A strong brand is definitely up there as a competitive advantage that can help a company maintain its profitability. The Apple brand makes the company’s products appear special and allows Apple to still make YUGE profits even as the smartphone market is entering the maturity phase (Tim Cook, who probably leans left, is gonna be pissed at me for using Apple and a word associated with Trump in the same sentence). On the other hand, the HTC’s of the world has seen their profitability fall off as competition intensified and smartphones become more commoditized.
A low cost structure helps protect the profitability of companies selling undifferentiated products. For instance, oil companies with high cost structures got fucking curb stomped when oil prices collapsed. However, there were oil companies that were able to operate within cash flow or even generate free cash flow due to their low cost structures. These companies’ low cost structures could be a result of acreage with good geology, ample pipeline capacity to transport their oil, proximity to distribution hubs, a low level of debt and/or a culture that prioritizes innovation and cost cutting.
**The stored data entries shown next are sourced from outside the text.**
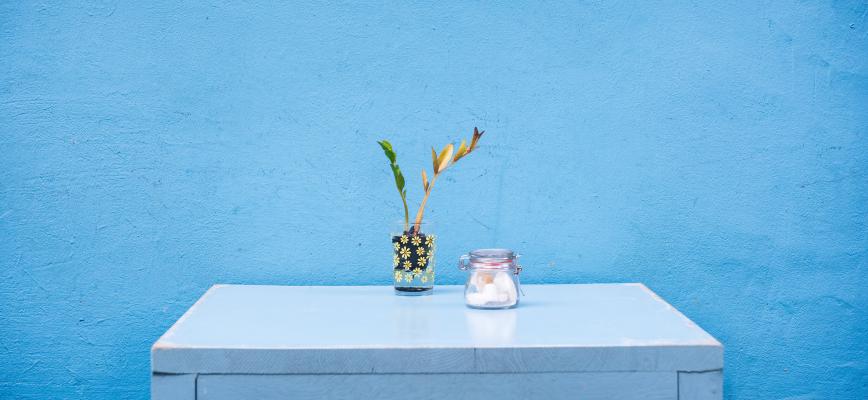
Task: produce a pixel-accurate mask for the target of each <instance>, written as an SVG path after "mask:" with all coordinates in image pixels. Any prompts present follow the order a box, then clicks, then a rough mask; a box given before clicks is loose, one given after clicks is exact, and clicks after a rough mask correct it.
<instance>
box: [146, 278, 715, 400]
mask: <svg viewBox="0 0 868 400" xmlns="http://www.w3.org/2000/svg"><path fill="white" fill-rule="evenodd" d="M523 287H524V290H525V292H526V294H527V296H526V297H524V298H522V303H521V304H520V305H519V307H518V308H516V309H512V310H472V309H469V308H466V307H465V306H464V303H463V296H462V291H463V287H459V286H437V287H436V288H435V290H434V295H433V296H423V297H399V296H395V295H393V294H392V287H391V286H244V285H216V286H214V287H212V288H211V289H209V290H208V292H206V293H205V295H203V296H202V298H201V299H199V301H198V302H196V304H194V305H193V306H192V307H191V308H190V309H189V310H188V311H187V312H186V313H185V314H184V316H182V317H181V319H179V320H178V321H177V322H176V323H175V324H174V325H173V326H172V327H171V328H170V329H169V330H168V331H167V332H166V333H165V334H164V335H163V336H162V337H161V338H160V339H159V340H158V341H157V342H156V343H155V344H154V345H153V347H152V349H151V368H152V384H151V391H152V398H154V399H159V400H163V399H184V400H190V399H198V400H218V399H321V398H334V399H358V398H367V399H413V400H415V399H429V398H432V399H433V398H444V399H445V398H448V399H450V400H454V399H477V398H490V399H498V400H503V399H531V398H544V399H566V398H570V399H646V400H647V399H672V400H675V399H678V400H690V399H703V400H704V399H720V398H722V371H723V347H722V346H721V344H720V343H719V342H718V341H717V340H715V339H714V338H713V337H712V336H711V335H709V334H708V333H706V332H705V331H703V330H702V328H700V327H698V326H697V325H696V324H694V323H693V322H691V321H690V320H689V319H687V318H686V317H685V316H684V315H682V314H681V313H679V312H678V311H677V310H676V309H674V308H673V307H672V306H670V305H669V304H668V303H666V302H665V301H663V300H662V299H661V298H660V297H658V296H657V295H656V294H654V293H653V292H652V291H650V290H649V289H648V288H647V287H645V286H644V285H642V284H635V283H628V284H598V285H524V286H523Z"/></svg>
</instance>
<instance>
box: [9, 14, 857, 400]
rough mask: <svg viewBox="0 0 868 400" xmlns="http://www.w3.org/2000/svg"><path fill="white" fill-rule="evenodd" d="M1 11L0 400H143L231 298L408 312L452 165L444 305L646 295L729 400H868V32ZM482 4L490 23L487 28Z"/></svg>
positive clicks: (459, 14)
mask: <svg viewBox="0 0 868 400" xmlns="http://www.w3.org/2000/svg"><path fill="white" fill-rule="evenodd" d="M191 3H192V4H189V3H182V2H176V1H166V2H150V1H148V2H129V3H123V2H122V3H114V2H111V1H86V2H69V3H68V4H55V3H53V2H26V1H7V2H3V3H2V4H0V145H2V156H0V338H2V339H0V398H4V399H5V398H88V399H117V398H140V399H143V398H146V397H147V393H148V381H149V376H148V368H149V360H148V349H149V346H150V344H151V343H152V342H153V341H154V340H155V339H156V338H157V337H158V336H159V335H160V334H161V333H162V332H163V331H164V330H165V329H166V328H167V327H168V326H169V325H170V324H171V323H172V322H173V321H174V320H175V319H176V318H177V317H179V316H180V315H181V313H183V312H184V310H186V308H187V307H188V306H189V305H190V304H191V303H192V302H193V301H194V300H195V299H196V298H197V297H198V296H199V295H201V294H202V293H203V291H204V290H205V289H206V288H207V287H209V286H210V285H211V284H213V283H215V282H225V283H270V284H300V285H308V284H332V285H348V284H389V283H390V277H391V274H390V271H389V270H390V258H389V245H388V238H387V232H388V230H389V228H390V226H391V222H393V221H395V220H397V219H399V218H400V215H401V209H400V203H399V201H398V197H397V195H396V193H395V191H394V188H393V187H392V182H391V177H390V175H389V170H388V167H387V163H386V159H385V157H384V156H383V154H382V152H381V151H380V149H379V148H378V146H377V145H376V143H375V140H376V139H380V138H389V139H391V140H392V141H393V143H394V144H395V147H396V149H397V151H398V157H399V161H400V163H401V165H402V167H403V168H404V170H405V171H406V173H407V176H408V180H409V187H410V191H409V192H410V193H409V195H410V197H411V201H412V202H414V203H417V202H418V201H419V199H420V192H421V190H420V188H419V186H420V184H419V182H418V180H419V179H418V173H419V170H420V168H421V167H422V166H428V165H429V163H428V161H427V160H428V154H429V153H428V151H429V146H430V145H437V146H442V145H443V144H445V143H446V142H447V141H449V140H455V139H458V138H459V137H460V136H461V135H468V134H469V132H470V130H471V129H472V128H473V126H474V125H478V126H480V127H482V128H484V129H486V130H487V131H488V132H489V133H488V136H486V137H485V138H484V141H483V143H482V145H483V147H482V148H481V149H480V151H479V152H478V153H477V154H474V155H472V156H471V157H470V158H468V159H466V160H465V161H462V162H461V164H460V165H458V166H457V167H456V168H455V169H454V170H450V171H449V172H448V174H447V175H446V177H445V178H444V179H443V180H441V181H440V182H438V185H437V188H436V189H435V191H434V194H433V196H432V198H431V201H430V213H429V216H430V218H431V219H432V220H433V221H435V223H436V224H437V226H438V228H437V233H439V234H440V236H441V243H440V253H439V256H440V257H441V261H440V264H439V265H440V267H439V278H438V279H439V282H440V283H459V282H461V280H462V276H461V274H460V273H459V272H458V271H457V270H454V269H453V268H452V264H453V263H452V259H454V258H455V257H457V256H458V255H459V254H460V253H461V252H463V251H466V250H468V249H471V248H477V247H482V246H508V247H512V248H515V249H517V250H520V251H521V252H522V253H524V254H525V258H524V260H525V265H526V276H525V280H526V281H528V282H621V281H641V282H645V283H646V284H648V285H649V286H650V287H651V288H653V289H654V290H656V291H657V292H658V293H660V294H661V295H662V296H663V297H665V298H666V299H667V300H669V301H670V302H671V303H673V304H674V305H675V306H676V307H678V308H679V309H681V310H682V311H683V312H685V313H686V314H687V315H688V316H690V317H691V318H693V319H694V320H695V321H697V322H698V323H699V324H701V325H702V326H703V327H705V328H706V329H707V330H708V331H709V332H710V333H712V334H713V335H714V336H716V337H717V338H719V339H720V340H722V341H723V342H724V343H725V345H726V349H727V351H726V373H725V382H726V383H725V389H726V397H727V398H733V399H760V398H762V399H783V398H786V399H814V398H817V399H833V398H834V399H857V398H858V399H862V398H866V397H868V364H866V363H868V361H866V360H868V351H866V346H865V343H868V334H866V331H868V315H866V309H868V299H866V296H868V295H866V293H868V290H866V289H865V288H866V287H868V277H866V268H868V250H866V249H868V234H866V231H868V171H866V170H868V17H866V14H868V4H866V3H865V2H850V1H835V2H828V1H817V2H810V1H809V2H796V1H784V2H755V1H745V2H740V3H739V4H734V5H730V6H722V5H717V4H713V3H712V2H683V3H669V2H667V3H660V4H648V3H647V2H635V3H633V4H630V3H614V2H595V3H589V4H578V2H565V3H560V4H558V3H546V4H536V2H530V3H528V4H524V5H521V4H518V3H514V2H507V4H501V5H497V6H496V5H487V4H479V3H468V2H448V4H438V5H436V6H434V5H432V4H428V3H427V2H412V3H411V2H402V4H397V5H393V6H389V7H386V6H381V5H376V4H336V5H333V6H324V5H314V4H307V3H296V2H290V3H292V4H284V5H279V6H275V5H266V4H261V3H264V2H257V1H253V2H244V3H241V4H230V3H229V2H223V1H213V2H191ZM465 3H466V4H465Z"/></svg>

One good predictor of consistent profitability is if the company has little to no competition. This could be a result of the company owning assets that are difficult to replicate aka trophy assets. For instance, it is very difficult to build a major oil or natural gas pipeline in the US due to all the regulations and the democrats pandering to hashtag campaigns from those damn environmentalists (things are starting to get better now that the republicans are in charge with the Dakota Access Pipeline receiving final approval). This turns certain pipelines already in the ground into not just cash cows, but big fat Kobe cash cows. A company could also dominate its market by creating such a great product that most consumers just choose to use its product. Examples of such companies are Google & Facebook. The government can also grant monopoly power to companies by giving them exclusive licenses to conduct certain types of businesses in the country. Great intellectual assets can prove to be quite the money maker. Disney will probably continue to make pirate shiploads in royalties from the sale of Elsa dolls, backpacks and clothes for many years to come. After all, Elsa is a pretty awesome gal.
There are also industry-specific stuff that investors need to take into account when analyzing the ability of companies to increase profitability over the long-term. A property developer’s ability to sustain its profitability depends on its current land bank and its ability to acquire new land at reasonable prices. For an oil company to grow its volume, it would need an ample inventory of drilling locations that are economically feasible at current oil prices. Pharmaceutical companies can make a lot of money from drugs under patent protection. So, it would behoove them to have a robust R&D pipeline of promising drugs to replace their existing patents when they eventually expire.
We’ve all read about how Netflix ate Blockbuster’s lunch, or how the camera industry has shrunk dramatically as Asians could just use their phones to take photos of their food (we truly are living in a brave new world). Obsolescence is a threat that investors should always be on the look out for. While it’s kind of a stretch to say that brick-and-mortar stores are obsolete, the impact of online shopping is very real for many retailers. Quite a number of retailers have seen their profits and stock prices plunge as they lose sales to online stores. To be competitive, traditional retailers need to develop and execute an effective omnichannel marketing strategy.
One of the best ways to make that “fuck you” money is to invest in shares of companies with superior and growing profits, at reasonable prices, and hold them forever. That is why it’s important to learn about the competitive advantages that lead to long-term profitability, and the threats to a company’s profits. Thank you for reading. Take care and stay rational.